How a choice of social learning networks can make us smarter

November 15, 2013

Experiment 1: participants with little or no prior experience in image editing were asked to recreate this target image using a complex editing program called GIMP (credit: Michael Muthukrishna et al., Proceedings of the Royal Academy: Biological Sciences)

The secret to why some cultures thrive and others disappear may lie in our social networks* and our ability to imitate, rather than our individual smarts, according to a new University of British Columbia study.
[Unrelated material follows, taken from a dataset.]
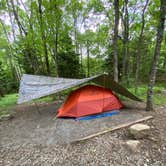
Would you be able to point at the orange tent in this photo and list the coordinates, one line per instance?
(87, 100)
The study, published in the Proceedings of the Royal Academy: Biological Sciences (open access)shows that when people can observe and learn from a wider range of teachers, groups can better maintain technical skills and even increase the group’s average skill over successive generations.

The findings show that a larger population size and social connectedness are crucial for the development of more sophisticated technologies and cultural knowledge, says lead author Michael Muthukrishna, a PhD student in UBC’s Dept. of Psychology.

“This is the first study to demonstrate in a laboratory setting what archeologists and evolutionary theorists have long suggested: that there is an important link between a society’s sociality and the sophistication of its technology,” says Muthukrishna, who co-authored the research with UBC Prof. Joseph Henrich.

Experiment 2: participants were asked to tie a system of
connected knots commonly used in rock-climbing (credit: Michael Muthukrishna et al., Proceedings of the Royal Academy: Biological Sciences)

Learning new skills

For the study, participants were asked to learn new skills — digital photo editing and knot-tying — and then pass on what they learned to the next “generation” of participants.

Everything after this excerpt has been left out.